Incident OVNI de Mantell de 1948

Le 7 janvier 1948, le capitaine Thomas F. Mantell Jr., pilote de la Garde nationale aérienne du Kentucky, mourut après avoir grimpé en P-51 pour examiner un objet signalé depuis Godman Field et d'autres lieux du Kentucky. Le dossier Project Blue Book conserve les observations de la tour et les messages de Mantell décrivant un objet devant et au-dessus de lui, d'apparence métallique et très grand, mais sans trace radar, photographie de l'objet ni débris récupéré. Les éléments de l'accident et l'analyse ultérieure de l'Air Force appuient une perte de connaissance par manque d'oxygène, suivie d'un piqué rapide et d'une rupture structurelle ; ils ne montrent pas que l'objet a attaqué l'avion. Vénus fut examinée mais n'expliquait pas correctement la poursuite diurne. Edward J. Ruppelt estima ensuite qu'un ballon de haute altitude de type Skyhook, alors classifié, expliquait le mieux les observations. Le ballon est l'hypothèse conventionnelle principale, sans que le dossier public identifie définitivement un lancement et une trajectoire précis.
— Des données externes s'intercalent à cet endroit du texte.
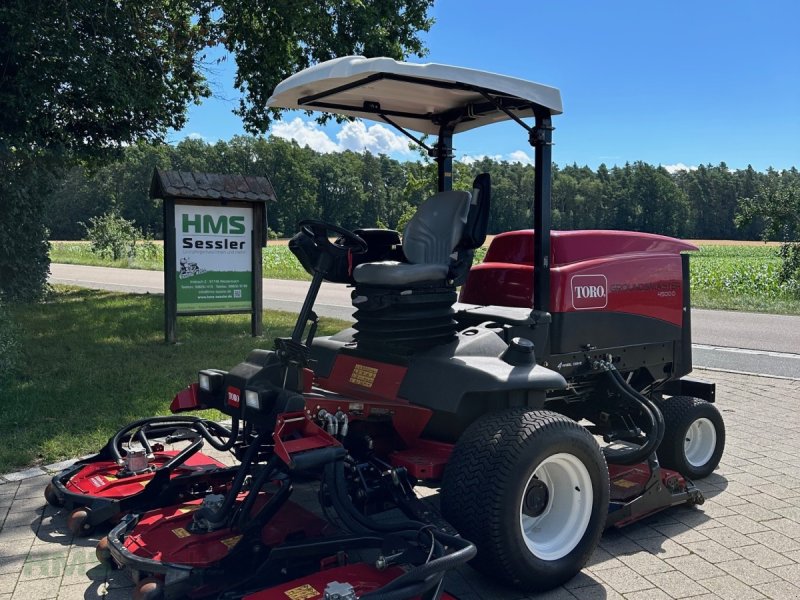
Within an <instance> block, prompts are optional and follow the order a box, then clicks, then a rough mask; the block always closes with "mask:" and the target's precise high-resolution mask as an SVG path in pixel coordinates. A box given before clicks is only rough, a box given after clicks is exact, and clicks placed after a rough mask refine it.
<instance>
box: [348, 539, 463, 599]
mask: <svg viewBox="0 0 800 600" xmlns="http://www.w3.org/2000/svg"><path fill="white" fill-rule="evenodd" d="M431 533H432V534H433V535H434V537H435V538H436V539H437V540H438V541H439V542H441V543H442V544H444V545H445V546H448V547H450V548H458V550H456V551H455V552H452V553H451V554H447V555H446V556H441V557H439V558H435V559H433V560H432V561H430V562H427V563H425V564H423V565H419V566H417V567H413V568H411V569H410V570H408V571H406V572H405V573H404V574H403V575H401V576H400V577H398V578H397V579H395V580H393V581H391V582H390V583H388V584H386V585H385V586H383V587H382V588H379V589H377V590H375V591H374V592H370V593H368V594H364V595H363V596H361V600H399V599H402V598H409V597H410V596H409V595H407V594H408V593H409V591H415V592H416V594H419V591H418V585H419V584H423V591H424V589H428V588H430V587H431V586H432V585H435V584H436V583H438V579H439V578H441V577H442V576H444V574H445V572H446V571H448V570H449V569H454V568H456V567H458V566H459V565H462V564H464V563H466V562H467V561H469V560H472V559H473V558H475V556H476V555H477V553H478V550H477V548H475V545H474V544H473V543H472V542H470V541H467V540H465V539H463V538H459V537H455V536H452V535H448V534H446V533H443V532H441V531H438V530H431ZM429 579H430V581H428V580H429ZM410 588H413V589H410ZM412 595H415V594H412Z"/></svg>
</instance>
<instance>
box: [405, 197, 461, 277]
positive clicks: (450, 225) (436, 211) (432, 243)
mask: <svg viewBox="0 0 800 600" xmlns="http://www.w3.org/2000/svg"><path fill="white" fill-rule="evenodd" d="M470 198H471V194H470V193H469V192H455V191H450V192H439V193H438V194H435V195H433V196H431V197H430V198H428V199H427V200H426V201H425V202H424V203H423V204H422V205H421V206H420V207H419V208H418V209H417V212H416V214H415V215H414V216H413V217H412V218H411V220H410V221H409V222H408V225H406V229H405V231H404V232H403V252H404V253H405V255H406V258H407V259H408V261H409V262H410V263H415V264H440V265H446V264H449V263H450V255H451V254H453V250H454V249H455V247H456V246H457V245H458V243H459V241H460V240H461V236H462V234H463V232H464V225H465V224H466V222H467V213H468V212H469V203H470Z"/></svg>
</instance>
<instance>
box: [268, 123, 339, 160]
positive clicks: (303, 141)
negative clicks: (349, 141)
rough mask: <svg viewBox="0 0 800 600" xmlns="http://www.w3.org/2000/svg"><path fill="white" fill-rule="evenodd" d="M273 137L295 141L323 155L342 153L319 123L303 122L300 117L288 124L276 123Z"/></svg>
mask: <svg viewBox="0 0 800 600" xmlns="http://www.w3.org/2000/svg"><path fill="white" fill-rule="evenodd" d="M272 135H274V136H276V137H279V138H283V139H285V140H295V141H296V142H297V143H298V144H300V145H301V146H308V147H309V148H311V149H312V150H316V151H317V152H322V153H323V154H328V153H330V152H341V148H340V147H339V145H338V144H337V143H336V142H334V141H333V140H332V139H331V138H329V137H328V134H327V133H325V132H324V131H322V130H321V129H320V128H319V125H317V123H315V122H313V121H303V119H301V118H300V117H296V118H294V119H292V120H291V121H289V122H288V123H286V122H285V121H280V122H278V123H275V125H273V126H272Z"/></svg>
Photographie de l'épave du P-51 de Thomas Mantell près de Franklin dans le dossier de l'US Air Force
Photographie du domaine public du dossier Project Blue Book montrant l'épave près de Franklin. Elle documente l'accident, pas l'objet, et ne montre ni attaque ni collision avec un autre appareil.US Air Force / scan des National Archives via The Black Vault
CrédibilitéB
StatutEXPLIQUÉ
Types de preuves5
Sources officielles2
Dernière révision2026
Évaluation de l’archive

L’archive considère ce cas comme expliqué ou largement résolu par des éléments conventionnels.

Documentation
Documentation élevée
Lieu principal
Godman Field and Franklin, Kentucky
Base documentaire
7 liens documentaires
Usage de recherche
Cas de comparaison

Ce que le dossier public établit

Événement confirmé
Le personnel de Godman signala un objet, Mantell monta en P-51 pour l'examiner et s'écrasa près de Franklin le 7 janvier 1948.[2][4]
Description enregistrée
Les résumés dactylographiés parlent d'un grand objet métallique devant et au-dessus ; aucun enregistrement radio original n'est public.[2][3]
Constat sur l'accident
L'hypoxie, la perte de connaissance et le piqué expliquent le mieux l'accident ; l'épave ne montre pas d'attaque.[2][3]
Explication principale
Un ballon de type Skyhook explique mieux les observations que Vénus, sans lancement ni trajectoire publics permettant de l'identifier.[3][5][6][7]
Limite des médias
Les images montrent l'épave et une chronologie dactylographiée ; aucune photo ou vidéo vérifiée de l'objet n'est connue.[2]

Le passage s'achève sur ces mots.